|Salinity Studies in Rice-96
Project Leader and Principal UC Investigators
Stephen R. Grattan - Extension Plant-water Relations Specialist Department of Land Air and Water Resources UC Davis
Steven C. Scardaci - University of California Cooperative Extension Farm Advisor Colusa/Yolo/Gletin counties
Stacey R. Roberts - Postgraduate Researcher, Department of Agronomy and Range Science, UC Davis
Rachel Hochman, Postgraduate Researcher, Department of Agronomy and Range Science, UC Davis
William Y. Thomas - Postgraduate Researcher, Department of Agronomy and Range Science, UC Davis
James E. Hill - Extension Agronomist and Chair, Department of Agronomy and Range Science, UC Davis
|Irrigation practices that have helped to curtail herbicide
runoff into the Sacramento River may be creating salinity problems for some California
rice growers. A survey conducted between 1993 and 1995 in Glenn and Colusa counties
produced "strong evidence" that suggests salinity is reducing rice yields in
several locations. While decreasing pesticide concentrations in tailwater runoff, new
irrigation practices - static flow and recirculating systems - are apparently increasing
the potential for field salinization by allowing salts to concentrate in lower basins.
Last year in Colusa County scientists working on this project conducted experiments with eight-foot aluminum rings - a procedure they expressed a high level of confidence in as appropriate for analysis of salinity tolerances in Sacramento Valley rice fields. Small plots like this are necessary because of the numerous measurements and intense management necessary, as well as the amount of salt required for the experiments. Because of a late seeding date, the very early variety M-103 was aerially seeded on May 28, 1996. Ten days later the rings were flooded with irrigation water containing varying levels of salinity. The plants were then observed at subsequent growth stages.
In general, salt-stressed seedlings were smaller, had fewer tillers, less root mass and had shorter, thinner, chlorotic leaves than non-stressed plants. Salt-stressed plants demonstrated an extended vegetative phase, which may explain delayed and reduced tillering. Salinity also delayed panicle initiation. At the highest levels, it took rice plants an additional 12 days to reach 50 percent heading compared to controls.
Salinity had profound effects on yield and yield components. Salinity decreased grain yield in a linear fashion, despite its having very little - or perhaps even a slightly positive - effect on straw yield. Salinity can reduce grain yield in various ways. As previously noted, stressed plants partition more of their energy into vegetative tissue than reproductive tissue. Second, salinity decreases the number of filled grains per panicle and increases the percentage of sterile florets. Third, salinity reduces individual grain size. Samples from salt-stressed plants in the study averaged just 16 grams, compared to 22 grams in control plots - a 25 percent reduction! Researchers point to these two factors - reduced grain size and increased sterile florets - as the primary cause for reduced grain yields.

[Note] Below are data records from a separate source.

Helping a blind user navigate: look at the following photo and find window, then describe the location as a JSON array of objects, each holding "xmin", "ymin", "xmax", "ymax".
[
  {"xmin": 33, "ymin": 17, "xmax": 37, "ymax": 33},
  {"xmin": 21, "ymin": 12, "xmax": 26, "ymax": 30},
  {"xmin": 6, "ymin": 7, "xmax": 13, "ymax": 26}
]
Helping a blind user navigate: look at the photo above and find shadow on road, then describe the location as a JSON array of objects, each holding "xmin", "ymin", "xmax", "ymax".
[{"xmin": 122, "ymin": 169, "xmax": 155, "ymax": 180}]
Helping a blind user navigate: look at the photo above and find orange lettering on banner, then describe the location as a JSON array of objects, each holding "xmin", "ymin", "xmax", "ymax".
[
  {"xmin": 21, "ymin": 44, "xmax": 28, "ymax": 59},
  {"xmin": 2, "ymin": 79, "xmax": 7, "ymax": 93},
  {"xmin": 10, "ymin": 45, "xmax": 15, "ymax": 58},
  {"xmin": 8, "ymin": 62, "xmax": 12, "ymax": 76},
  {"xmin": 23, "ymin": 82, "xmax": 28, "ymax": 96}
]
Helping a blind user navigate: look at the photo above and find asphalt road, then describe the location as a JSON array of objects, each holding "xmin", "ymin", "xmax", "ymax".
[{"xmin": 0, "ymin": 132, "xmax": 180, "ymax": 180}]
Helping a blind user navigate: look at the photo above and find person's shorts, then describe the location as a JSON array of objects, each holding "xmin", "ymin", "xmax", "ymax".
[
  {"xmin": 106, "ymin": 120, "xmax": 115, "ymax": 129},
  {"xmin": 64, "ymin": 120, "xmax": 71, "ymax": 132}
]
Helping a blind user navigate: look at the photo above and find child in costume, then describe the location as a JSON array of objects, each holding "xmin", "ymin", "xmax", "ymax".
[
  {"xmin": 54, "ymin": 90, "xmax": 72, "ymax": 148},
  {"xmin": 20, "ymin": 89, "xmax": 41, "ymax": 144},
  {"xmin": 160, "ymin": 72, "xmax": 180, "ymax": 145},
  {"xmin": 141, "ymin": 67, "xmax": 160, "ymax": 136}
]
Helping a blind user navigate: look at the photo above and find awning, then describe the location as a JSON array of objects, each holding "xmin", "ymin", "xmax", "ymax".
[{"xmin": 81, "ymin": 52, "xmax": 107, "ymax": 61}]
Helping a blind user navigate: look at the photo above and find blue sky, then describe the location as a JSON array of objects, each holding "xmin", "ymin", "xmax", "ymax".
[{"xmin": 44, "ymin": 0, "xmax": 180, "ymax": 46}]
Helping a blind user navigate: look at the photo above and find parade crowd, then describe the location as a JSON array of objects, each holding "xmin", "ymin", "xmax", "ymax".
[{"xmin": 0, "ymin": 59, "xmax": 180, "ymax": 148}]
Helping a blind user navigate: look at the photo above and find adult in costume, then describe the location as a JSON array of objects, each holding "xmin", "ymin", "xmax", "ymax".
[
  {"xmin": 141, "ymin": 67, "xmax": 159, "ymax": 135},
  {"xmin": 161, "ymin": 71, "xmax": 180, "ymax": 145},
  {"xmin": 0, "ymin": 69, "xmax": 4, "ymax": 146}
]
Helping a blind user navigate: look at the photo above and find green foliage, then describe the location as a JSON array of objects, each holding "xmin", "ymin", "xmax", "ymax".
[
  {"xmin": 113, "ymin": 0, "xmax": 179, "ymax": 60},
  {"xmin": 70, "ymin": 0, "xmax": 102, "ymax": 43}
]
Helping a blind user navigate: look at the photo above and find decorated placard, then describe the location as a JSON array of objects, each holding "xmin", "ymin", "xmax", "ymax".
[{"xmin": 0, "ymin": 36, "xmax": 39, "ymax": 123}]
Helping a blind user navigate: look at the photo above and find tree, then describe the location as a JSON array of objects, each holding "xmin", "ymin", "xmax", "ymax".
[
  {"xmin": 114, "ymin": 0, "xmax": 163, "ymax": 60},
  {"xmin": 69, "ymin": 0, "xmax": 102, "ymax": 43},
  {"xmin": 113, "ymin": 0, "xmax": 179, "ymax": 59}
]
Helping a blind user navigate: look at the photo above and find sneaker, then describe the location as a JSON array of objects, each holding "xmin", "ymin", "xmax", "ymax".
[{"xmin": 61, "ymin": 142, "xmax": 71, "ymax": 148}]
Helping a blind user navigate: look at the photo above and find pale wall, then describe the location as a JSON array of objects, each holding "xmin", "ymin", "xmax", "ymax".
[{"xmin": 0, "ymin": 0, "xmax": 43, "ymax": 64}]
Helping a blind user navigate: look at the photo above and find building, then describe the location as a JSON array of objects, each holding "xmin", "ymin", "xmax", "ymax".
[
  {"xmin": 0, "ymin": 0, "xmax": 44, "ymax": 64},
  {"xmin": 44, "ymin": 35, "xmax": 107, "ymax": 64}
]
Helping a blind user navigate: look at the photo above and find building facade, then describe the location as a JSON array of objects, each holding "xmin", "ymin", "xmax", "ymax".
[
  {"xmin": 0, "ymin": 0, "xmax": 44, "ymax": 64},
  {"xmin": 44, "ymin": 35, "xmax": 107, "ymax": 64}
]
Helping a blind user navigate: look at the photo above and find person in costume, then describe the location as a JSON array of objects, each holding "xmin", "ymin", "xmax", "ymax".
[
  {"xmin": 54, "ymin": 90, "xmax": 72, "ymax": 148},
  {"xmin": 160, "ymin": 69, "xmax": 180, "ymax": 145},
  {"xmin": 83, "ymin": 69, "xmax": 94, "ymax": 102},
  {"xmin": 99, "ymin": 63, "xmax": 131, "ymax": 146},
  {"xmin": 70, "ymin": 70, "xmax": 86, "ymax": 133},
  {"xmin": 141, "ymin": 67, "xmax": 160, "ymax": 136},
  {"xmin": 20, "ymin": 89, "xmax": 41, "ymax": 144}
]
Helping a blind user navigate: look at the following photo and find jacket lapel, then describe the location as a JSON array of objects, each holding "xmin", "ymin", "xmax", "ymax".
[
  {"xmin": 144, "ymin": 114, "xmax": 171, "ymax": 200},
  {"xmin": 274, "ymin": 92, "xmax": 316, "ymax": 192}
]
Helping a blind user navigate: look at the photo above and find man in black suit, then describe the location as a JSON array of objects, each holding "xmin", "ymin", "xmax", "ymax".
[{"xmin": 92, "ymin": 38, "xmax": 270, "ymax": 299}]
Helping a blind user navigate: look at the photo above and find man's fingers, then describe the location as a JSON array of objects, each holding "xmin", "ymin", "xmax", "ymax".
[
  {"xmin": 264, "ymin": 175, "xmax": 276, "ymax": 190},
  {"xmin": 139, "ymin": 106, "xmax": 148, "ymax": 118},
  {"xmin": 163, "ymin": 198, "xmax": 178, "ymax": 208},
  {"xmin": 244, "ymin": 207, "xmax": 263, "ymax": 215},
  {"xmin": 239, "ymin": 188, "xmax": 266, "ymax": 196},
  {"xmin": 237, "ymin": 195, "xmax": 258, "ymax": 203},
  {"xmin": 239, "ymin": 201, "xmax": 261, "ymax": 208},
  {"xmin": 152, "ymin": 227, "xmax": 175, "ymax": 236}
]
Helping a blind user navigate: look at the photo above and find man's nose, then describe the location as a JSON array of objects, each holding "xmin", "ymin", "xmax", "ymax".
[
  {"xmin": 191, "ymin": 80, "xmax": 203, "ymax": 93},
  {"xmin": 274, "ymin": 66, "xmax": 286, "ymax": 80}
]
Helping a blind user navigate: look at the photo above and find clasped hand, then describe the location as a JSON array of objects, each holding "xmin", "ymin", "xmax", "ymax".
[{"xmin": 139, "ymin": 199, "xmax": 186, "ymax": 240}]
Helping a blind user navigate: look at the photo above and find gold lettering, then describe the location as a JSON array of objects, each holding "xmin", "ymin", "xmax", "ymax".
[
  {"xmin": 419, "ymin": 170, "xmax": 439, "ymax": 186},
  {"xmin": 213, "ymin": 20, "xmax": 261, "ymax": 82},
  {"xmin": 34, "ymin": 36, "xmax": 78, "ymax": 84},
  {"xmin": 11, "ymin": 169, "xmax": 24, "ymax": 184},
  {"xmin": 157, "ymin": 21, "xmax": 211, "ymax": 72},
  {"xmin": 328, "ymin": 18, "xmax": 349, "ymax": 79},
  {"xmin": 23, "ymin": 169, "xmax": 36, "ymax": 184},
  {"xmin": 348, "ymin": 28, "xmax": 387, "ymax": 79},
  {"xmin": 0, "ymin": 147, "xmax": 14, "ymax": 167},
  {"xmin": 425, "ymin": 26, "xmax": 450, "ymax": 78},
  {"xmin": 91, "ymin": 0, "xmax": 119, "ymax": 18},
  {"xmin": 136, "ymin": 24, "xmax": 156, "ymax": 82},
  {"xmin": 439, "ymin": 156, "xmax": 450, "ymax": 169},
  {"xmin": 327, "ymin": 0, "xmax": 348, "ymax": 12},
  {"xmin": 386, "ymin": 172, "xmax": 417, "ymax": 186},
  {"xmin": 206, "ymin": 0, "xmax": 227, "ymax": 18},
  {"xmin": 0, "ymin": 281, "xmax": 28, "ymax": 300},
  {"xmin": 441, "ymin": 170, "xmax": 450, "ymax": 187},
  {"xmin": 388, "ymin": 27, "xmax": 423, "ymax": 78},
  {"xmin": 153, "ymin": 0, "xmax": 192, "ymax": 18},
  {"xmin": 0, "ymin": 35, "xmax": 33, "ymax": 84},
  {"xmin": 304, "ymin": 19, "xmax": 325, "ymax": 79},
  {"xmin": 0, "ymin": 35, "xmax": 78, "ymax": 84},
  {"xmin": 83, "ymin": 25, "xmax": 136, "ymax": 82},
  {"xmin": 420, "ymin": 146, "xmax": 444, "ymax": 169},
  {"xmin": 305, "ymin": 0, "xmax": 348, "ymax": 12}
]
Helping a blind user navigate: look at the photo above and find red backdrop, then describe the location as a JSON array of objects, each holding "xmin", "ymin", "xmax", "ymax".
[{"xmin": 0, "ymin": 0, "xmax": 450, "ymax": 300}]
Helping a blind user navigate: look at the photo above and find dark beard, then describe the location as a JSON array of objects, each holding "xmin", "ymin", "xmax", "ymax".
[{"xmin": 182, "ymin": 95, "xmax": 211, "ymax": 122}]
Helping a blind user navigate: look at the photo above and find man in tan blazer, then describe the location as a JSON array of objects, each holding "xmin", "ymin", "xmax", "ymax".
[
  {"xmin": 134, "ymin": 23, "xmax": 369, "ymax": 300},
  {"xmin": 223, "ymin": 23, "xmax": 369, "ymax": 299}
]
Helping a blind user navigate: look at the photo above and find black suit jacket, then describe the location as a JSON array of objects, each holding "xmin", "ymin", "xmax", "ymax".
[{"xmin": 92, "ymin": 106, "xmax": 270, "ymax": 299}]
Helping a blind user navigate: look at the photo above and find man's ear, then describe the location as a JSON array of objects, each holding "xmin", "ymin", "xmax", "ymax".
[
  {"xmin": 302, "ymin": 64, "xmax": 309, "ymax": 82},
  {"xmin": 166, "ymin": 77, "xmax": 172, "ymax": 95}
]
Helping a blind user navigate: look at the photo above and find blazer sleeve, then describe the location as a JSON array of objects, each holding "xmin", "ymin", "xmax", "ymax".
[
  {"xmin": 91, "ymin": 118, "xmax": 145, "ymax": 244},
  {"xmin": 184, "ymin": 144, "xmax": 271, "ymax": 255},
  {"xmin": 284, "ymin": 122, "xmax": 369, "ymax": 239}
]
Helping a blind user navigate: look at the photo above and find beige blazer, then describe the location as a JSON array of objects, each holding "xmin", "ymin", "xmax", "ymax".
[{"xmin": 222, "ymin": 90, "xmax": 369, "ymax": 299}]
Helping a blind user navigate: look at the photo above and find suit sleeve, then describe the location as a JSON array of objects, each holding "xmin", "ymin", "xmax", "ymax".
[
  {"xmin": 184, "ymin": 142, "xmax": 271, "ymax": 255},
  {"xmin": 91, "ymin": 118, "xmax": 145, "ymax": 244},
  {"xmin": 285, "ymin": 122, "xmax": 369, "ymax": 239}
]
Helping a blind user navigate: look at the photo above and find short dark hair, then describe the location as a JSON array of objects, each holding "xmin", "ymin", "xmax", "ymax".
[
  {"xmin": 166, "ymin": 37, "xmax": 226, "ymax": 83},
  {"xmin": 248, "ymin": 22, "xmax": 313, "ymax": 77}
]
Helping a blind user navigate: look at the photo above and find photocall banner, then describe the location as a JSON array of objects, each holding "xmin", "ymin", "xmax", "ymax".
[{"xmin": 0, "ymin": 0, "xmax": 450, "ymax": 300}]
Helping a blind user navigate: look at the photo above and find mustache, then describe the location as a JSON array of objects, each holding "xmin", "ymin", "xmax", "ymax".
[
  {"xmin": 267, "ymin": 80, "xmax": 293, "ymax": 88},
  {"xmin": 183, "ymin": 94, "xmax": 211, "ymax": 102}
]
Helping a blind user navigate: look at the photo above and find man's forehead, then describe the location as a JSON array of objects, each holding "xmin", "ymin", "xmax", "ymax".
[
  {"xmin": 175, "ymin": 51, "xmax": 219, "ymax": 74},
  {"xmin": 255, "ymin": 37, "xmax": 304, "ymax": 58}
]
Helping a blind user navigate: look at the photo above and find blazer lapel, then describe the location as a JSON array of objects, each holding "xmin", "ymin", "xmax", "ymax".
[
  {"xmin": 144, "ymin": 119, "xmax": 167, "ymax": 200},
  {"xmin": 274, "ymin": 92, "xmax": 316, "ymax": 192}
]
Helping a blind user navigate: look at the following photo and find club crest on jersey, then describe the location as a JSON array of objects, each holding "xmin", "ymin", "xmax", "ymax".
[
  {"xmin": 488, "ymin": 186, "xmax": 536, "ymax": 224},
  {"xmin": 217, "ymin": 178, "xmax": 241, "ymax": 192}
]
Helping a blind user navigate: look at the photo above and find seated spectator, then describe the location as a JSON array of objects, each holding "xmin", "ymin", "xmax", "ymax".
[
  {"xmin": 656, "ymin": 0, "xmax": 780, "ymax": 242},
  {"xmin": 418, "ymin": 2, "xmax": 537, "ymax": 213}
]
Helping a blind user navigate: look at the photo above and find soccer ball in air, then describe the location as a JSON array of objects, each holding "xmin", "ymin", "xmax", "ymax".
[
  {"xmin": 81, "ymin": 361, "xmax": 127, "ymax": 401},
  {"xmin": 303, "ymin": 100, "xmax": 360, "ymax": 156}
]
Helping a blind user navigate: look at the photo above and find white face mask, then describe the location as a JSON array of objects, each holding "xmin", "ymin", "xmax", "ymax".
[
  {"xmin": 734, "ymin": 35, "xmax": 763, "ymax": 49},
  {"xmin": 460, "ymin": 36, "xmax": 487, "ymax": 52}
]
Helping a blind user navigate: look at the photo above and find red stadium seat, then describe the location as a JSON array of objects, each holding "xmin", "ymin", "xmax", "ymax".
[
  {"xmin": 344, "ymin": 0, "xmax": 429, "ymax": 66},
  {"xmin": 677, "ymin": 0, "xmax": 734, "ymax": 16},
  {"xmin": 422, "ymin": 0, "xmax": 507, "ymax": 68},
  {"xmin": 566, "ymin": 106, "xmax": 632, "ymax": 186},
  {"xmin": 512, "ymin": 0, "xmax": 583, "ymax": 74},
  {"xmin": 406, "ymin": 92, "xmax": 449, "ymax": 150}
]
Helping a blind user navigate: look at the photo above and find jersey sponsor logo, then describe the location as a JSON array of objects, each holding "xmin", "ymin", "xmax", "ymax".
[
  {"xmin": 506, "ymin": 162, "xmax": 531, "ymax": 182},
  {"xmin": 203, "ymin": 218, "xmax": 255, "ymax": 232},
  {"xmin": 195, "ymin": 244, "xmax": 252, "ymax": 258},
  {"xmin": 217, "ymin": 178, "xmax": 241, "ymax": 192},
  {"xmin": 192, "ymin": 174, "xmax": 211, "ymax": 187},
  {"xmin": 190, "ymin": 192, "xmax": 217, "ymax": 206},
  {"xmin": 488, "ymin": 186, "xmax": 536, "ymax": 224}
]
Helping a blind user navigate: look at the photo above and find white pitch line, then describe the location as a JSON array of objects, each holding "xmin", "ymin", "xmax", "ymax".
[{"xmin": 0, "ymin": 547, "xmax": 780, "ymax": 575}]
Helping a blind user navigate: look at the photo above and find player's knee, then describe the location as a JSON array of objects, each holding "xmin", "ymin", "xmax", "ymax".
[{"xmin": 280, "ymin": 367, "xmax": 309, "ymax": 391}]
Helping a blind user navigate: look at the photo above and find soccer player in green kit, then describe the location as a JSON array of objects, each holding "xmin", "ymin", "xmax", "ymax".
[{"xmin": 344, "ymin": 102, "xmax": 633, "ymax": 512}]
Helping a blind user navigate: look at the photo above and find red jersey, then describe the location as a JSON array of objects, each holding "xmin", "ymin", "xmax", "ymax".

Researchers found that even a small increase in salinity reduced grain yield. Further, individual grain size was reduced at salinity levels less than the current salinity threshold guidelines indicate for rice. Rice is known to be very sensitive to salinity. Current guidelines, based on limited research, indicate that crop yields can be reduced by 12 percent for every increase in unit of electrical conductivity above 3.0 deci-Siemens/meter (dS/m) in the field water. In these experiments, however soil salinity levels in excess of only 2.0 dS/m adversely affected yields and seedling establishment at even lower levels. Since climate and environmental factors can also affect salt tolerance, researchers stress the importance of additional field salinity experiments in the Sacramento Valley to modify the guidelines for this area. Additional experiments are planned for 1997 to verify first year findings. Similar results would strongly suggest salinity thresholds for rice grown in the Sacramento Valley need to be adjusted and future water policy decisions would need to take this into account.